There’s an admission that certain parts of the human body are naughty and are, in fact, so naughty that they must not be included in any story, whereas no act of violence is considered beyond the pale (in the very next panel, Valkyrie’s sword plunges through Venom’s shoulder and halfway down his torso, a bright read gusher of blood emanating from the top of the wound).
Are comics really for grown-ups? Is this really an adult comic?
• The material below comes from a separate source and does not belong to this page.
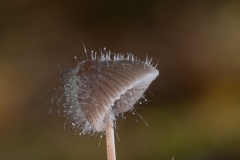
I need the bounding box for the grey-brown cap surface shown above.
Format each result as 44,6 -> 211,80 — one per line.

Then go ahead and show some naked people you big babies; otherwise just admit this is stuff for teenage boys and quit trying to convince us all how mature you are.
This panel is, unfortunately, the last time the existence of nipples will be hinted at in the rest of Ultimates 3 (Perhaps Marvel got gun shy after the first issue?) There will be several other sex scenes, many of them gross, but no actually nudity.
Anyway, back to the violence: Despite a gaping chest wound that spurts blood all over Valkyrie’s face, Venom grabs her sword and raises it to strike her—“You’re a very silly girl-- --who’ll look much sillier without a head!”—when all of a sudden “KARAKKAKATHOOM” Thor re-enters the fray.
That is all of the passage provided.